Appellants bought the lands in controversy from the state of Texas, said lands being a portion of the public domain. Appellees were mere trespassers and squatters on the land.
[1, 2] Most of the assignments relate to the introduction of evidence, documentary and parol, to prove the establishment of the town of Palafox, by the Spanish government, in 1810, and a grant to it of four leagues of land on the Rio Grande. It becomes unnecessary to consider the assignments, for the -reason that the Supreme Court, in Railway v. Jarvis, 80 Tex. 456, 15 S. W. 1089, has held that it was judicially known to that court, in 1891, that Palafox was established as a town, and, if judicially known then to that court, it is judicially known now to this court. There was enough proper testimony introduced to indicate the grant of the four leagues of land to the town of Palafox, and any evidence bearing on the subject that may have been illegal could not have injuriously affected appellants.
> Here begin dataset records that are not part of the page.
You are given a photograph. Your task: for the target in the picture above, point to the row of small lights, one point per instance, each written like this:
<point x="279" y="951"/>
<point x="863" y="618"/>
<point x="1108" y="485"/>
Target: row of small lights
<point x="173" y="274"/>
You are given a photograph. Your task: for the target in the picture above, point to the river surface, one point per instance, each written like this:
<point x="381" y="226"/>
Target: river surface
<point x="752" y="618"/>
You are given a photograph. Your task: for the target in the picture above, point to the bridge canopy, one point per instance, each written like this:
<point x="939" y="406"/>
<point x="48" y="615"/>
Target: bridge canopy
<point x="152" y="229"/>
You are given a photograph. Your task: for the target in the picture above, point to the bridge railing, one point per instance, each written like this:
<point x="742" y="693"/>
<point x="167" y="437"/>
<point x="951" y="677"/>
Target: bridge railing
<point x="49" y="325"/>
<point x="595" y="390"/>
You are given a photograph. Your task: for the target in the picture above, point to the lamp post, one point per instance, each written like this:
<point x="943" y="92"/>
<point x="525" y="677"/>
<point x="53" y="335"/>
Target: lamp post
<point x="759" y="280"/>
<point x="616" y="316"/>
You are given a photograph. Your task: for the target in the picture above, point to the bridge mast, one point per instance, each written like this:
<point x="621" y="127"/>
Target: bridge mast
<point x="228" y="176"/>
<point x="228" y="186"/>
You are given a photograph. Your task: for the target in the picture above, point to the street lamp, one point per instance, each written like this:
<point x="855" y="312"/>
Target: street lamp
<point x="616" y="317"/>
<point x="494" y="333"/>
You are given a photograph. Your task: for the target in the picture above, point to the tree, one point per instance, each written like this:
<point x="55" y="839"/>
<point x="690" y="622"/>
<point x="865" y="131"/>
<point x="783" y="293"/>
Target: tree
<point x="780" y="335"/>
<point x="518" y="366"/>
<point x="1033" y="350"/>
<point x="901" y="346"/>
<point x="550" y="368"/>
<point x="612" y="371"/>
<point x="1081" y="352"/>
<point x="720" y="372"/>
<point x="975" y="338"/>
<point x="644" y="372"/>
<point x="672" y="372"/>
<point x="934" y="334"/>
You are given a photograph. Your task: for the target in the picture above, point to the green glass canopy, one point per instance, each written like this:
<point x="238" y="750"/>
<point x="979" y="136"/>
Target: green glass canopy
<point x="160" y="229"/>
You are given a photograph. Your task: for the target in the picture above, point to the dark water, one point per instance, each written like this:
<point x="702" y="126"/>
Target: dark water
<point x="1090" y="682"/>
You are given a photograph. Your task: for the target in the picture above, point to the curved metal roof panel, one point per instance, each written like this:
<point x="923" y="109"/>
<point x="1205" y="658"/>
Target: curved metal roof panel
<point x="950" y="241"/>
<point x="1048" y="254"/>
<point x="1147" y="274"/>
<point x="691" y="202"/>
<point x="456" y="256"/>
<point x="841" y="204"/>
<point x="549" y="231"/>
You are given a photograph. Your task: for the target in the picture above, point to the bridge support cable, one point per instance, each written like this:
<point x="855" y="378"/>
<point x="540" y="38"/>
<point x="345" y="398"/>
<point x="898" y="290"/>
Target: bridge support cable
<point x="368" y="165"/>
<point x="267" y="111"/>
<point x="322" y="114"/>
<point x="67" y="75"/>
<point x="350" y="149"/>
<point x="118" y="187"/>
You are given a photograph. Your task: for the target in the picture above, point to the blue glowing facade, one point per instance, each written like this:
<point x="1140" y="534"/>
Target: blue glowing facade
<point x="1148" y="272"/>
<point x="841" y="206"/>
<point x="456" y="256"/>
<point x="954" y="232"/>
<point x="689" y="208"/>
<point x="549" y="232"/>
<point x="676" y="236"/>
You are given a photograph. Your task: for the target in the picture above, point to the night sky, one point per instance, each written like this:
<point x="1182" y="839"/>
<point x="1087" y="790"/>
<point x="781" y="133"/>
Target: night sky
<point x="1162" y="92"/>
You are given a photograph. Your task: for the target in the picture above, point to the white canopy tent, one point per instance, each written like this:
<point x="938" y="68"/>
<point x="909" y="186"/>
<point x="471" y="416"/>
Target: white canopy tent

[3] The evidence showed, also, that the town of Palafox was completely destroyed by Indians in 1818, and most of the inhabitants were killed and the remainder abandoned the town, and that there was no effort to again settle the town until 1884. Eor more than 65 years there was a complete abandonment of the town, during which period the land was under the flags of Spain, Mexico, and the United States. There was clearly an abandonment of the land, and the purposes for which it was granted ceased to exist, and the question arises: To whom then did the lands belong that had not been conveyed to individuals? Would they lie there unclaimed and unused through generation after generation of men, the home of the coyote and the rattlesnake, and the fiction prevail that a town was located there among the cacti and the mesquite, and that it was the property of that imaginary town? Was it no-man’s land where the trespasser and the squatter might find an abiding place and successfully resist eviction by the claim that over 100 years ago the King of Spain had granted the land to a town? There can be no doubt that a negative answer is the only reasonable one to these questions, and that, when there was an abandonment for so long a time as to evidence its permanency, the sovereign who had never parted with the fee to it would resume control and dominion over it. It had been granted for a purpose and on certain conditions. The purpose had failed, the conditions were unfulfilled, and the lands passed back into the public domain, to be disposed of as the overlord of the soil might feel disposed. The authorites sustain this proposition. Dittmar v. Dignowitty, 78 Tex. 22, 14 S. W. 268; State v. Gallardo (Sup.) 166 S. W. 369; Bond v. Barela, 229 U. S. 488, 33 Sup. Ct. 809, 57 L. Ed. 1292. This will appear by a review of those cases and others.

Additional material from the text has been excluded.